Cenen: So when you say the current campaign, is it the current campaign for the Migrant Rights Network? Or is it for the care workers that we are doing?
Franca: Well, I saw them as related, but the Status for All is what I was thinking. But you talk about what you want to talk about.
Cenen: OK. So I think it is key, the formation of the Migrant Rights Network, I think it’s quite crucial in terms of building a national movement of migrants, because it’s not just migrant workers. There are refugees, there are undocumented and even people who are not even migrant workers, but just migrants because they’re not working. So, I think creating that network is really empowering for us who are activists, who are sort of isolated, especially here in Vancouver, which is very far from Ottawa, you know.
And, so, it’s really empowering too, And so with regards to the pandemic, I think, you know, when people are actually, like, honking for the essential workers, doing all this thank-yous and all that stuff. I felt like, OK, that’s enough of thank-yous. Let’s give them the support, let’s give them the money that they could enjoy, even if they couldn’t enjoy it, because they’re supposed to be working. They are, they’re out there risking their lives, and all that.
And I think that it is crucial for the government and the society to understand that, although they are doing this because this is their work and this is their passion, they really need support, you know. Like not just support to safeguard themselves against the disease, but also financial support because their family is probably not working. Or she probably is the only one who’s working, and she’s doing overtime work, you know, things like that.
So, I think that whatever the essential workers are doing, they should be compensated, they should be protected in terms of their employment conditions, in terms of their own health and welfare. So, yeah, I think the movement for Status for All, especially for those migrants who are here and who have been struggling, even before the pandemic, should be compensated. They should have the status that is in fact theirs. It’s, it is justice, it is justice, to give them permanent residency because what they’re doing are permanent. So, the farm workers, the care workers and other kinds of work, construction, you know, and all those. Those are important work and those are permanent work.

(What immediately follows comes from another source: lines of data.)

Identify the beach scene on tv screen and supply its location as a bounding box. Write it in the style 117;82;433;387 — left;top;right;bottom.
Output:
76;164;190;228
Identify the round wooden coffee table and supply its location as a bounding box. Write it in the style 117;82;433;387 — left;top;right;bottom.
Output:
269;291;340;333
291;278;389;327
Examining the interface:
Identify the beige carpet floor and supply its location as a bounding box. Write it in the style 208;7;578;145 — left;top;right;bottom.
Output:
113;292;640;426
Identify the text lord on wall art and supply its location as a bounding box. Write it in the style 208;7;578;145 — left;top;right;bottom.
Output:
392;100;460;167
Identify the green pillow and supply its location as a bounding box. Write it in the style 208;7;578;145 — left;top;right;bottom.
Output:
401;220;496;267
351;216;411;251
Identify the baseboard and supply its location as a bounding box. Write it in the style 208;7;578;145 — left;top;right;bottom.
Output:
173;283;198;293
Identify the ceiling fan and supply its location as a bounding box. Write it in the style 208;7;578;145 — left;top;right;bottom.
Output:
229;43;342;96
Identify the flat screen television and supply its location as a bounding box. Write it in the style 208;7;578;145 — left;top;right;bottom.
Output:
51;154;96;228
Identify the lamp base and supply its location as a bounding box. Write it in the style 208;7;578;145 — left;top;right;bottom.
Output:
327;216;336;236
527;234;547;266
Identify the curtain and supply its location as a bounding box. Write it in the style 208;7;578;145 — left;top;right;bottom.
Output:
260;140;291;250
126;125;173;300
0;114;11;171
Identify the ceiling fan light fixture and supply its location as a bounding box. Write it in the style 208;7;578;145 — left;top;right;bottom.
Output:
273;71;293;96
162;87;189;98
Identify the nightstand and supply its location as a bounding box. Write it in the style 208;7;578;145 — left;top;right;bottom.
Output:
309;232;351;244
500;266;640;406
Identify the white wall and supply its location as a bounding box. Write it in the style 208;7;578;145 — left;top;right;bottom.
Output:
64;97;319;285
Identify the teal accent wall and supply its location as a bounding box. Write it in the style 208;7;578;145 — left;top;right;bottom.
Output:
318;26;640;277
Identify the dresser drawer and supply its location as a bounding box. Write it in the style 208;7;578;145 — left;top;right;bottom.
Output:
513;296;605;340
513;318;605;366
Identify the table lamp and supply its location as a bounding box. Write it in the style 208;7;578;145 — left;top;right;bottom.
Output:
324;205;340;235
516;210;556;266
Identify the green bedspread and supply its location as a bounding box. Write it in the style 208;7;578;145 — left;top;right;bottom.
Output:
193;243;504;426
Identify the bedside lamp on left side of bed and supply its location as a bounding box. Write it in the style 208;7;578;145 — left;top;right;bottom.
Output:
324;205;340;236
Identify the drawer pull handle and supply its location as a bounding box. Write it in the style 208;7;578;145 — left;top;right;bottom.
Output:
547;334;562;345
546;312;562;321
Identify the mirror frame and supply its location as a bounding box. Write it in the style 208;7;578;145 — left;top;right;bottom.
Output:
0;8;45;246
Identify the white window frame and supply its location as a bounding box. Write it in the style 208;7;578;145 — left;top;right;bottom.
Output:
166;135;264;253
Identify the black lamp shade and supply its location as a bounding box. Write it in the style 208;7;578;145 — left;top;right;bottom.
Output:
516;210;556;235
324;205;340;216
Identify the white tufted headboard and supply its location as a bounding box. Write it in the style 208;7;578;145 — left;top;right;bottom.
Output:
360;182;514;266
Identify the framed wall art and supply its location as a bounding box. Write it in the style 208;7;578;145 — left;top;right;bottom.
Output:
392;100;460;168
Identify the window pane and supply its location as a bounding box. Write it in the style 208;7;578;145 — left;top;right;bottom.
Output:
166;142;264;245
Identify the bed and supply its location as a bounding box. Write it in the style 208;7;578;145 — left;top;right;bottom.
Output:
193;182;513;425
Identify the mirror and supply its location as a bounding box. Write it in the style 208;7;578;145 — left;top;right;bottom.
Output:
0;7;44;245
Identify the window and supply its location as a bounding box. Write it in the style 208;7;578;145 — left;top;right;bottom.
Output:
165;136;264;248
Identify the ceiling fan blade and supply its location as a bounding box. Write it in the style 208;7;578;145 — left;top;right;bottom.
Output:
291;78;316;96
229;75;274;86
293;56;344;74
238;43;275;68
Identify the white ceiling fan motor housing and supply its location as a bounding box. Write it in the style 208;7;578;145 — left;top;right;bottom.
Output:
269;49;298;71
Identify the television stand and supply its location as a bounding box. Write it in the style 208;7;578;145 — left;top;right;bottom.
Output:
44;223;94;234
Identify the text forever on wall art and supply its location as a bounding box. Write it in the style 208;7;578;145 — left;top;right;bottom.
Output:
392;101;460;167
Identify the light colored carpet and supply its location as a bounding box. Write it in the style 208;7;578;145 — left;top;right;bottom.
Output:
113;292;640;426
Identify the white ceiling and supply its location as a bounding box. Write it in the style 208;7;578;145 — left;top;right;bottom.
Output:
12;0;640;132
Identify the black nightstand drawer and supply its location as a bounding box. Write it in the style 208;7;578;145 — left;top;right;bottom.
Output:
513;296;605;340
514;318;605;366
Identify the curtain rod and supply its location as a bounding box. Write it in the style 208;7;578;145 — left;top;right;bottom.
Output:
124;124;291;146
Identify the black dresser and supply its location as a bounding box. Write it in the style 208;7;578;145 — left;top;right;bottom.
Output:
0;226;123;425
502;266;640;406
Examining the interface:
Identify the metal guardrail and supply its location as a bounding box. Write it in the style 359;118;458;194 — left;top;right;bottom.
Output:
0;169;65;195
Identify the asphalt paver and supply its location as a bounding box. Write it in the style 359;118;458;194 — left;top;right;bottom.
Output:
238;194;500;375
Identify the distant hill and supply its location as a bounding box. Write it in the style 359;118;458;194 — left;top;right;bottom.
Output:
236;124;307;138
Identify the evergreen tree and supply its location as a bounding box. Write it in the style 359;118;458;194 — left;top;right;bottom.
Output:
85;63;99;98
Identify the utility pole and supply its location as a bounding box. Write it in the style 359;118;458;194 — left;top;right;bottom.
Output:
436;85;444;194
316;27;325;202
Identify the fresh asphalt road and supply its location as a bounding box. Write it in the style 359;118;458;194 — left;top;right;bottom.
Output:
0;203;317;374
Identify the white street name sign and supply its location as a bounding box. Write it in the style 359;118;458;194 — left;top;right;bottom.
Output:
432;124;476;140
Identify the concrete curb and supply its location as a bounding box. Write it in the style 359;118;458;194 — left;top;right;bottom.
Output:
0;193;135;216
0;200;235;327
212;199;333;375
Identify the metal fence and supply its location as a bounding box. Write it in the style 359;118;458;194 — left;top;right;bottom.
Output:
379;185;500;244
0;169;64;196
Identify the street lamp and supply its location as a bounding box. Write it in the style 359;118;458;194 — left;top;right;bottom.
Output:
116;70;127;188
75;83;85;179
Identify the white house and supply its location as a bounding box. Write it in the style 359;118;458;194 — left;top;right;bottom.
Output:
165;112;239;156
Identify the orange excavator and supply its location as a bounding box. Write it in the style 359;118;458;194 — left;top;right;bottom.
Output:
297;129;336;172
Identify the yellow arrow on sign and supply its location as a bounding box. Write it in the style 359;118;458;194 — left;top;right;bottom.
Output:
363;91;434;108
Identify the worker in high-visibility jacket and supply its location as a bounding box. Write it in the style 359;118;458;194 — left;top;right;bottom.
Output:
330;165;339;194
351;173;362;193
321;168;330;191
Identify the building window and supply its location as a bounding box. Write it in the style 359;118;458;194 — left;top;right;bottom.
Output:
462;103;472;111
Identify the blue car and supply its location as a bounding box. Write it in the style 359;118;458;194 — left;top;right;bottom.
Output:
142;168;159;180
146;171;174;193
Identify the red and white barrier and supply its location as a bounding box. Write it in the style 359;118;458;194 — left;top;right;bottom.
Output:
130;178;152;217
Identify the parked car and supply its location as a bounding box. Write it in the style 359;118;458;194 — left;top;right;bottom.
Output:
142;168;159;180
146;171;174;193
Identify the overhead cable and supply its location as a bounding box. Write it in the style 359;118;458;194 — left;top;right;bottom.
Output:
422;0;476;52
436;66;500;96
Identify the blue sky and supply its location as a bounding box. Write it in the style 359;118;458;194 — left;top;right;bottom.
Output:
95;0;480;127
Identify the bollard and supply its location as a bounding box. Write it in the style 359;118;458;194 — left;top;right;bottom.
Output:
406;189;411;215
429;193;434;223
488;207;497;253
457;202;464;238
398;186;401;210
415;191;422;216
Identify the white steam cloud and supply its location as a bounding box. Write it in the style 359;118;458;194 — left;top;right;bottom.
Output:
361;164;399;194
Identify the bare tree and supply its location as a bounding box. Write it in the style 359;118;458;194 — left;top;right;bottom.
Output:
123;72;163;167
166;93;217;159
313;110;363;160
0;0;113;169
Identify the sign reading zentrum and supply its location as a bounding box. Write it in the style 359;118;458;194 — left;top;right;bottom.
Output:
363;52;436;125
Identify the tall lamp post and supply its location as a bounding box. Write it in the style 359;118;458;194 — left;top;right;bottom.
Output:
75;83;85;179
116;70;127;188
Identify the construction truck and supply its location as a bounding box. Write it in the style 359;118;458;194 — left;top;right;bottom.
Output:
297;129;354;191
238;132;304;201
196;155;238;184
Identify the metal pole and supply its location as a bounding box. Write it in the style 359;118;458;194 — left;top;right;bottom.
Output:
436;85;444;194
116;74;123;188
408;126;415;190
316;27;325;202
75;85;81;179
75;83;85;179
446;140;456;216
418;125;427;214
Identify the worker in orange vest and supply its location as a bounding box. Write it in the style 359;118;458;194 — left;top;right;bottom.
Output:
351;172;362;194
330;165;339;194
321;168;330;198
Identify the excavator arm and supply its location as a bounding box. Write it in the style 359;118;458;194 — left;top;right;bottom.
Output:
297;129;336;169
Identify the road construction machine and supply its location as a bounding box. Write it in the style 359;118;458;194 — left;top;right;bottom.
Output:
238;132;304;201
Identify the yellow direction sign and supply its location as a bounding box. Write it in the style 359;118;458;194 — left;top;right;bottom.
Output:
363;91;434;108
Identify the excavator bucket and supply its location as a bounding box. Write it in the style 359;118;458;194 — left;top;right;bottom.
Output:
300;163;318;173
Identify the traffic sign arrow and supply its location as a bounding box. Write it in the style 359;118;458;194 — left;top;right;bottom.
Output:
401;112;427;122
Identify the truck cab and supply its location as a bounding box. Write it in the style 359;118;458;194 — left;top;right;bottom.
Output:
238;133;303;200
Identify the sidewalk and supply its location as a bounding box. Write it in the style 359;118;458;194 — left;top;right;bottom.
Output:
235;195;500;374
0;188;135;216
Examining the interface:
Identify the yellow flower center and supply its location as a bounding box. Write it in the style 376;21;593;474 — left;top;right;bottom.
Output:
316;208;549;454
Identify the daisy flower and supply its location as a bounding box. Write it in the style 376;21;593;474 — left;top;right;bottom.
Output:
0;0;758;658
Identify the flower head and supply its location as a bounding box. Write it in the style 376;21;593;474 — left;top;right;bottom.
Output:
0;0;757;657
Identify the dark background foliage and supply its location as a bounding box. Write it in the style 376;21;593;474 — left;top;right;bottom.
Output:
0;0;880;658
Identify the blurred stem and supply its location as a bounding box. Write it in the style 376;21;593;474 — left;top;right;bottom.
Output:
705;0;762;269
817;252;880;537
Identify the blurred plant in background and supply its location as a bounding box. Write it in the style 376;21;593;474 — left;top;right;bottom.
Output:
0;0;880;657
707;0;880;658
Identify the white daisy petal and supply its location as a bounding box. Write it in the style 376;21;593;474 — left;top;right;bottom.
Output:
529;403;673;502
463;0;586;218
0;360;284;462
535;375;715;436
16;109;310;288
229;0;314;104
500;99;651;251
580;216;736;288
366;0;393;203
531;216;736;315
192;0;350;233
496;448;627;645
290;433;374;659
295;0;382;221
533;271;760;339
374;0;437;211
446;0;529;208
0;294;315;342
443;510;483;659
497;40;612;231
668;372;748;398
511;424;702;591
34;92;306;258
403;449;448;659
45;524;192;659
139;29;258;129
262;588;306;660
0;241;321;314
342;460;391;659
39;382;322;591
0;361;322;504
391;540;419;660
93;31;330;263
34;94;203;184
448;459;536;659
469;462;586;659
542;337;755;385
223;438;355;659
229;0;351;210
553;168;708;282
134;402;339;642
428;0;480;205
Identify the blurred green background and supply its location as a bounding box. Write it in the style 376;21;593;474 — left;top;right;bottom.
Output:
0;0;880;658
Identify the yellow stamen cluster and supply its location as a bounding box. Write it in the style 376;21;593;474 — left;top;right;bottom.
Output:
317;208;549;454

So they should really become permanent residents. All of migrants who are here right now in this country should really become permanent residents, you know, and those who are newly coming in who are migrants should come in as permanent residents. I think when we talk about, what do you call this – oh god, I forgot the word – the Live-in Caregiver Program – pathways.
These pathways have been proven to really cause, what do you call? Really cause the hardship, the hardship for these workers. These pathways are not what they call good because they’re being given a chance to become permanent residents. No, it is really giving them all kinds of problems: isolation, being far from their family and all those problems that have been experienced by those care workers who probably are now permanent residents or citizens.
But they had to go through hoops and bounds, you know, like, to get into that situation. Why do they have to? Why do they have to, when their work, as I said, and they’ve been saying now, [is] essential and permanent. And I think no more, no more of this LCPs, no more of this. They just have to come here as permanent, you know. No pathways. Pathways are really bad for workers.
Franca: Thank you. And, you know, with domestic workers, historically: all those other domestic workers who came before the 70s, they all came as permanent immigrants, right. They had landed status when they came, right. So, it’s a system that is oppressive. And I want to really thank you for the tremendous work and activism you have been doing, and also for sharing some of this with me. So thank you very much.